DeepSeek è un’azienda giovanissima: è stata fondata nel luglio del 2023 da Liang Wenfeng, laureato all’Università di Zhejiang, una delle più importanti nel sistema di sviluppo tecnologico cinese, e cofondatore dell’hedge fund High-Flyer Capital. Di Liang si parla molto in questi giorni, soprattutto perché a partire dal 2021 ha iniziato ad acquistare e accumulare decine di unità di elaborazione grafica (Gpu) di Nvidia – le stesse che poi sono state bloccate alla vendita verso la Cina – con cui nel 2023, aiutato da un piccolo team di ingegneri, ha costruito il primo supercomputer di DeepSeek. I vincoli imposti dalla politica hanno aiutato gli scienziati a essere più creativi, e a fare qualcosa che finora non era stato fatto: rendere l’IA meno energivora, un altro problema gigantesco menzionato anche dal nuovo presidente americano Donald Trump mentre annunciava investimenti sulla produzione energetica anche inquinante per star dietro all’innovazione tecnologica. Insomma, meno microchip e tecnologie necessarie (per questo il crollo delle azioni di Nvidia) e meno carbone, acqua ed emissioni. Sembra la storia di un successo tecnologico, ma per la politica internazionale è un problema di sicurezza, e lo è anche per la libertà di base scientifica. La censura di base imposta a una piattaforma come DeepSeek non è di primaria importanza per un utilizzatore finale, specialmente nei mercati del cosiddetto Sud globale dove Pechino vorrà espandere il suo dominio tecnologico. Per meglio dire: se la tecnologia DeepSeek serve all’azienda del sud-est asiatico per implementare il suo servizio clienti, non avrà grande rilevanza sapere se quella stessa tecnologia censura le domande riguardanti piazza Tiananmen oppure considera Taiwan “parte inalienabile della Cina”.

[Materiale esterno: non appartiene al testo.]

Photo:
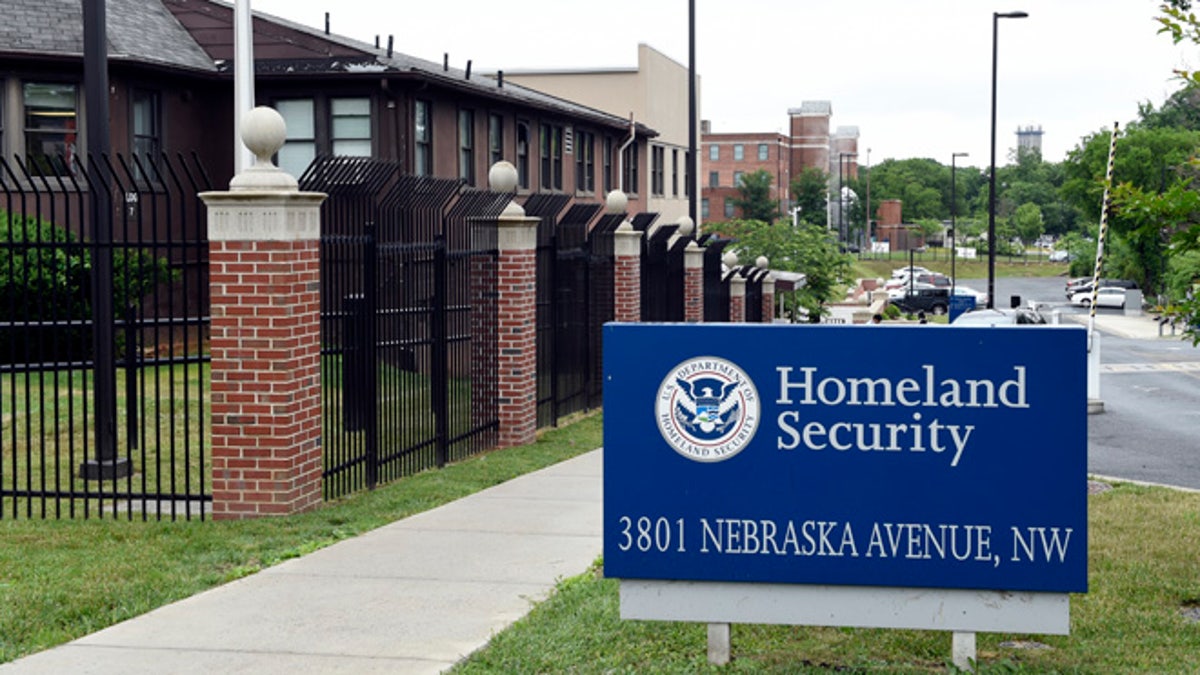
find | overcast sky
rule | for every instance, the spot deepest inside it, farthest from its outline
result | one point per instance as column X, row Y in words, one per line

Ma anche questo è un simbolo, e la punta di un iceberg di un problema che potrebbe diventare molto più grande: “L’etica dell’IA è importante”, dice al Foglio Robert Potter, esperto di sicurezza informatica e docente al programma Cooperative Threat Reduction del dipartimento di stato americano. “Se la Cina prende il comando in questo settore, anche se non lo ha ancora fatto, è probabile che i valori alla base della tecnologia riflettano le sue preferenze autoritarie. Se non vogliamo che ciò accada, dovremmo cercare di ostacolare i loro progressi e limitare l’accesso al mercato”. Potter è d’accordo con la necessità di controllare la tecnologia, “soprattutto perché gran parte del loro ecosistema è costruito sul furto di proprietà intellettuale e sulla messa al bando dei rivali, due elementi che inibiscono il libero mercato. Tuttavia, penso che le vendite di prodotti ad alta tecnologia dovrebbero essere limitate solo se sono legate alla sicurezza nazionale”. In passato, diverse aziende cinesi che sviluppano sistemi d’intelligenza artificiale, come Megvii, sono finite sotto scrutinio di think tank e ong per via dell’applicazione della tecnologia nel controllo securitario imposto dal regime di Pechino.